Again, prebiotics are the main fuel source for bacteria. Unlike probiotics, prebiotics are not actually living things. Rather, they stimulate probiotics, so they can do their thing in the digestive system. Beneficial bacteria are constantly battling with harmful ones, and need prebiotics so they can continue to fight. Research indicates that not only do prebiotics help good bacteria thrive, they also benefit overall health.1
Probiotics tend to be touted more for their health benefits (more on these in a bit), but studies show that prebiotics can provide substantial benefits as well. For example, research shows they can boost the immune system, support healthy metabolism, and also help the body properly absorb nutrients and utilize vitamins.2 They have also been shown to help ensure the body has normal levels of sugar in the blood.3
But prebiotics affect everyone in a different fashion. One of the main factors to consider if you choose to take a prebiotic supplement is your overall intestinal health. Research indicates that if you have irritable bowel syndrome or Crohn’s disease, taking prebiotics in high doses may exacerbate your symptoms.4 You need to check with your doctor to make sure your digestive tract will be able to handle a prebiotic.
Probiotics, on the other hand, consist of living microorganisms. They are intended to help achieve a balance between good and bad bacteria in the “gut,” or the gastrointestinal tract. A lot of people have an imbalance due to a combination of factors, such as stress, illness, processed foods, and even indoor and outdoor pollutants. Serious health issues can result when harmful bacteria outnumber the beneficial ones.
There has been a great deal of study devoted to just how beneficial probiotics can be for the body. They seem to not only support good digestive health, but can also have a positive impact for people of all ages, including newborns.5 Probiotics are thought to help reduce inflammation that can lead to intestinal issues, and they have even been associated with improved oral health.6 Many people who take antibiotics are also given probiotics to help replace beneficial bacteria.
Research also suggests that probiotics can help inhibit certain mechanisms within the body that can increase our sensitivity to allergens such as dust and different types of pollen.7 They can also help make sure we have regular bowel movements.8
How Do You Get More Prebiotics and Probiotics in Your System?
There are a lot of natural sources of both prebiotics and probiotics, and you can easily find many of them on the shelves of your local grocery store. For example, prebiotics are found in foods such as beans, garlic, and oats, while you can find an ample supply of probiotics in pickled vegetables, as well as the aforementioned sauerkraut and yogurt.
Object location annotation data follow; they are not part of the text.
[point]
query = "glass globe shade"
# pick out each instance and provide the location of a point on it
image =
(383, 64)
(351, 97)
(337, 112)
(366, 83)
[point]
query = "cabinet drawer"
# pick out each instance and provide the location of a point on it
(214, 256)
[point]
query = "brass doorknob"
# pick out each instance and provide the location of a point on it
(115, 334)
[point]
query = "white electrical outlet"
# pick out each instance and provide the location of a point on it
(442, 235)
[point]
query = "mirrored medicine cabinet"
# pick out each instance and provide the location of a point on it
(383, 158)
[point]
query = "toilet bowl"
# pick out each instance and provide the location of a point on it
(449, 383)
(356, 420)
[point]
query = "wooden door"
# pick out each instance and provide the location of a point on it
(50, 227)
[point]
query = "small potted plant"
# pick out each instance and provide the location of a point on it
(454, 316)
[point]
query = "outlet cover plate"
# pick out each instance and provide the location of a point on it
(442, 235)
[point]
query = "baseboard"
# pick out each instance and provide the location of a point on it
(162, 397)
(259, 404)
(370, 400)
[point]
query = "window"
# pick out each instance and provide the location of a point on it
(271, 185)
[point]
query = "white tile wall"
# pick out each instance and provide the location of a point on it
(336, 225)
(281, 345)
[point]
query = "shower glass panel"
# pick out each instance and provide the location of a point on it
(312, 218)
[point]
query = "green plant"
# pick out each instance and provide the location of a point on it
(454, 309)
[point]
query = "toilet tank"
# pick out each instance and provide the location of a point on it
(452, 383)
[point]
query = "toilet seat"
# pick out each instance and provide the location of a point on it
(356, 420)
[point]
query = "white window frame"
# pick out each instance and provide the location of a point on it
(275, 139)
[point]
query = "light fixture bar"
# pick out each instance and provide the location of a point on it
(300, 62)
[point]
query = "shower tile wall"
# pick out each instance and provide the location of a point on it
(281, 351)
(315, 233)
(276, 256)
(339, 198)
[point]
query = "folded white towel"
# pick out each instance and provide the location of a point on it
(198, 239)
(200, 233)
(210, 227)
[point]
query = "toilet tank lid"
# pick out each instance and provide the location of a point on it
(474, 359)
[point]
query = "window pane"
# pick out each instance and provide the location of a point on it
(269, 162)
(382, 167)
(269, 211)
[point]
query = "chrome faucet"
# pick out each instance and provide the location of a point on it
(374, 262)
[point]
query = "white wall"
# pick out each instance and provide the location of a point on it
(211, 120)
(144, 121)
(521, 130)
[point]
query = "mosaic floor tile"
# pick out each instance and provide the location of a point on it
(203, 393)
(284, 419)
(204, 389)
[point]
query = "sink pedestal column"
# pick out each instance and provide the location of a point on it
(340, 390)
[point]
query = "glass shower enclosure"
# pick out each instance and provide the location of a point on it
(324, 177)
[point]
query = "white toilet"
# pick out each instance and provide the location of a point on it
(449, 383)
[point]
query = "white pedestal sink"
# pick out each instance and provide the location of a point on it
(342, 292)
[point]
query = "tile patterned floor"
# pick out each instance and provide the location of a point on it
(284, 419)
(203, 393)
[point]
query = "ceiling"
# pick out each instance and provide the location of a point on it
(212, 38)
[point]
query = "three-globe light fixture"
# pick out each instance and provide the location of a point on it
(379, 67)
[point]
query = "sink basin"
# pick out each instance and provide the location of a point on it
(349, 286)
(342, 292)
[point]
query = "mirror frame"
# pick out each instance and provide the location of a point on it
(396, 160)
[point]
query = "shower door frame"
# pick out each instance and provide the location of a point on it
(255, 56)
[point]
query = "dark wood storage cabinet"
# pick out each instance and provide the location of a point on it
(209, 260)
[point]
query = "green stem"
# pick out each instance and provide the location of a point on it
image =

It’s very important, however, that you make sure any food item you’re purchasing for its probiotic benefits hasn’t been pasteurized. The reason is that pasteurization kills both good and bad bacteria, much like antibiotics.
If you want to go the easy route and still ensure you get enough prebiotics and probiotics, you can always purchase supplements. Capsules are extremely popular, but do a little research and make sure the ones you buy are of the highest quality. If they’re not, they may not survive the passage through your stomach to your intestines. Lower quality capsules dissolve in stomach acid, making it impossible for beneficial bacteria to get where they need to go.
Hopefully we’ve answered the question, “What are biotics?” Again, though, if you choose to take a prebiotic or probiotic supplement, talk to your doctor first to make sure you can do so safely.